• Steve

How God Creates True Kindness






Whoever is righteous has regard for the life of his beast, but the mercy of the wicked is cruel. (Proverbs 12:10)


How do you distinguish between a good person and bad one? It isn’t always easy to tell on the surface – people can posture to look good rather than actually be good. One important clue comes from observing whether they are compassionate to others even when they have nothing to gain. As the comedian Dave Barry noted, “Someone who is nice to you but rude to the waiter is not a nice person.”


Proverbs says that the righteous person is compassionate “for the life of his beast.” That is, the righteous man shows kindness even for creatures who are completely at his mercy. This is because kindness is deeply rooted in his character – it is his default mode of being. Conversely, the wicked person has a sort of anti-compassion; in Proverbs’ chilling phrase, “his mercy … is cruel,” which is to say, he will use those who cannot defend themselves for his own ends.


This ideal of pure kindness toward others is vividly illustrated in J. R. R. Tolkien’s Lord of the Rings trilogy. The mysterious character Tom Bombadil, who represents the innocence and goodness of the earth, is completely immune to the power of evil. Every other character in the story – even the noble ranger Aragorn and wise wizard Gandalf – are at risk of succumbing to the terrifying Ring of Power, which amplifies even the smallest evil desires in the hearts of those who wear it.


But Bombadil different: the Ring has no effect on him because he is righteous all the way down to the core of his being. Tolkien portrays Bombadil caring for the needs of the forest – just because that’s what trees and plants need. Bombadil saves the hobbits on their journey – just because they needed saving. Bombadil sings constantly of the beauty of creation – just because it’s worth singing about. In short, he loves the creatures around him just because of who they are in themselves. His actions have nothing to do with magnifying himself, but only in showing each creature the kind of kindness it needs.

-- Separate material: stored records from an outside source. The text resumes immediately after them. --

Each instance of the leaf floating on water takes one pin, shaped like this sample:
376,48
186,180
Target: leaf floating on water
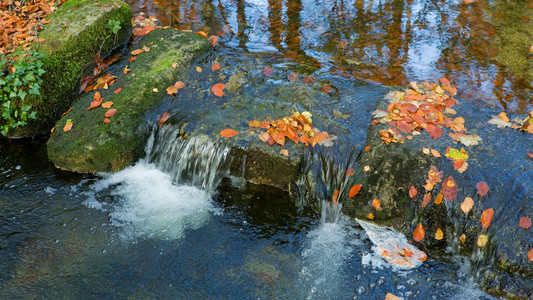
467,205
525,222
68,125
110,112
228,133
218,89
419,233
215,67
412,192
162,119
462,238
486,217
267,71
390,296
482,188
376,203
354,190
439,234
482,240
426,200
107,104
449,189
335,197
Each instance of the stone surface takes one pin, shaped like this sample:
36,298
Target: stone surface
70,50
92,146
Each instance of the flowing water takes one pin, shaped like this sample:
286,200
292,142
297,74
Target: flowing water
175,225
142,233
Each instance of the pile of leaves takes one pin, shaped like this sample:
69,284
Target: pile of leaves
422,107
20,22
297,128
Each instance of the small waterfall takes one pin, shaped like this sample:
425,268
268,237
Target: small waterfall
194,160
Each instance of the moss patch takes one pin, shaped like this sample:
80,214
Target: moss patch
92,146
69,51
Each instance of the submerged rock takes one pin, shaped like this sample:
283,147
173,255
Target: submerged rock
77,32
91,145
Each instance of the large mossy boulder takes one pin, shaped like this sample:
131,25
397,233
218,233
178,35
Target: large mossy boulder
92,146
500,159
77,32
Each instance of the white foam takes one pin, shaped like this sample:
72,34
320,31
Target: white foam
148,204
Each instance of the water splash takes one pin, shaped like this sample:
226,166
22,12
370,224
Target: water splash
197,160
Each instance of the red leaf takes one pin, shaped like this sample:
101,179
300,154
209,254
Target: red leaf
218,89
525,222
110,113
162,119
228,133
482,188
267,71
215,67
335,197
412,192
486,217
419,233
425,201
354,190
449,189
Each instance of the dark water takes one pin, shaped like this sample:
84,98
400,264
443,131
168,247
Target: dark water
484,48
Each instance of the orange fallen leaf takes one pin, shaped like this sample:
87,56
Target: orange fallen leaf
426,200
107,104
376,203
435,153
335,197
503,116
438,199
94,104
68,126
213,39
439,234
354,190
482,240
412,192
228,133
215,67
525,222
109,113
163,118
486,217
419,233
462,238
202,33
254,123
467,205
482,188
218,89
137,52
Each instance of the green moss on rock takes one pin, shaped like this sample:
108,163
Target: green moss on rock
92,146
77,32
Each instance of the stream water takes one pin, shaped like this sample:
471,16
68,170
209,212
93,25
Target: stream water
175,226
141,233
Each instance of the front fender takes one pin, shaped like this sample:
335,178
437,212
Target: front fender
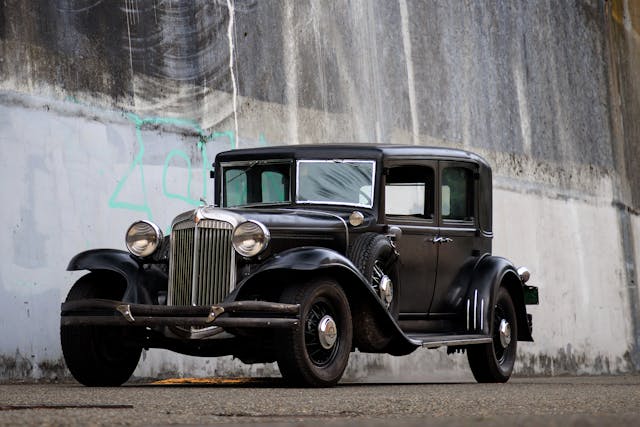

This ideal of showing kindness to others for no other reason than to bless them is a subtle but crucial part of growing as a Christian. When Martin Luther discussed how radical God’s grace is for us, he explained it this way: If God has saved us completely by his gift, then we do not need to do good works for our own benefit, because Christ has already rescued us. We also do not need to do good works for God’s benefit, because he is already infinitely mighty, wealthy, and happy.


But if we do not need to do good works for ourselves (because Christ saves us) and we do not need to do them for God (because he is already infinitely satisfied), then for whom do we do good works? The only possible answer is that we do them for our neighbor for his own sake. We love our neighbor – just because he’s worth loving.


This is a tremendously liberating message, yet one that I find hard to hold in the forefront of my mind. The fact is that I am constantly doing good deeds out of mixed motives – partly for others, but also partly for my sense of self-importance, or out of fear of not being good enough, or out of a desire to be perceived as noble, or out of anxiety of needing to prove myself to God.


But Christianity gives us a better way. It says that, with Tom Bombadil, you can stop worrying about yourself altogether. God is pleased with you because of what Jesus has done for you, and that frees you to think about other people for their own good. You can show them the kind of kindness they need without giving a fig for what that kindness does or doesn’t do for you. Having been showered in the kindness of God, you can now give kindness away to your neighbor for no other reason than that he’s worth loving.


God, please show me how free I am because of what Christ has done. Help me to think less of myself and more of others, to love them for their own sake. By your Spirit, transform my thinking today. In Christ’s Name, Amen.